According to Reuters consensus, 62.5% of analysts (ten out of 16) tracking United Continental (UAL) have a “buy” recommendation on the stock. The remaining 37.5%, or six analysts, have a “hold” rating on the stock while none have a “sell” rating.
Many analysts have been downgrading the stock price since United Continental’s announcement of increasing capacity by 2.5%–3.5%—much higher than the earlier 0%–1%. Morgan Stanley has cut its target price twice, first from $81 to $77 and then to $74. Cowen and Co. has also cut its target price to $72 from $75. Imperial Capital has cut its target price on UAL from $82 to $75. Evercore ISI has cut the target price to $75, versus $80 earlier, and it has also downgraded the stock from an “outperform” rating to an “in-line” rating. Stanford Bernstein has reiterated its “market perform” rating and maintained its target price at $59. Citigroup is the only research house to have increased the target price, to $77 from $75.

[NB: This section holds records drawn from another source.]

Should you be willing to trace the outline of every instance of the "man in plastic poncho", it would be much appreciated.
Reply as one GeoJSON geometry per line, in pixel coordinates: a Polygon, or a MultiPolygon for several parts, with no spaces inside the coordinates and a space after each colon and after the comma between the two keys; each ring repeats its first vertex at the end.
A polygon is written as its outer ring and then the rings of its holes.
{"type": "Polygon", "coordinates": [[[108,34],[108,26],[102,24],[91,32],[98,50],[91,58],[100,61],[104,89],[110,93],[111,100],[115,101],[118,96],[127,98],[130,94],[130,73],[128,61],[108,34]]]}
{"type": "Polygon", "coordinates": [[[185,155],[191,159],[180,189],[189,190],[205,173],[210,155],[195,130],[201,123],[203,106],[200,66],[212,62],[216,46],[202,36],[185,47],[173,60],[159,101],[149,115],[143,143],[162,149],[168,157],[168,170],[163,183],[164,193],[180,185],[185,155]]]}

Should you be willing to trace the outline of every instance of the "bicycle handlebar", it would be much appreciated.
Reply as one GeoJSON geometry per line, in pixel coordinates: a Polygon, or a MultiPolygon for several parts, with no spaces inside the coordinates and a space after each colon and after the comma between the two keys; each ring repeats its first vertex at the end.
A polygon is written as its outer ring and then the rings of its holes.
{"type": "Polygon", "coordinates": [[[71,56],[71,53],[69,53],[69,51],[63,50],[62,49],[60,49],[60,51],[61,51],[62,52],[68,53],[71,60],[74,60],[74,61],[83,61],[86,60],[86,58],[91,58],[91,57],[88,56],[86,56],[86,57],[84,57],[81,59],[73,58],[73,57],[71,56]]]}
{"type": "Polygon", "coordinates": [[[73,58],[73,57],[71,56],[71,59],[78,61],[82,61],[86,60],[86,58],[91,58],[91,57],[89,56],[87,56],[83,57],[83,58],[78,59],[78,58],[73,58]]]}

As a result of analyst target cuts, the stock’s consensus-12-month target price has fallen to $83.3 compared to $85.4 at the end of 4Q16. The current target price indicates 17.5% return potential as of the April 7, 2017, closing price of $70.9. United Continental’s highest target price is $105 while the lowest target price is $55.
United Continental (UAL) is expected to announce its first quarter earnings for 2017 on April 18, 2017. In this series, we look at what investors can expect for 1Q17 and also for 2017 as a whole. We’ll discuss key indicators that investors should look out for.
For Delta Airlines (DAL) pre-earnings analysis, read “What to Expect from Delta’s 1Q17 Earnings” We’ll also offer pre-earnings analysis of other carriers, like American Airlines (AAL), Alaska Air (ALK), Southwest Airlines (LUV), and JetBlue (JBLU).
Investors can gain exposure to United Continental by investing in XTF: Dynamic Market Portfolio (PWC), which invests 2.4% of its portfolio in UAL.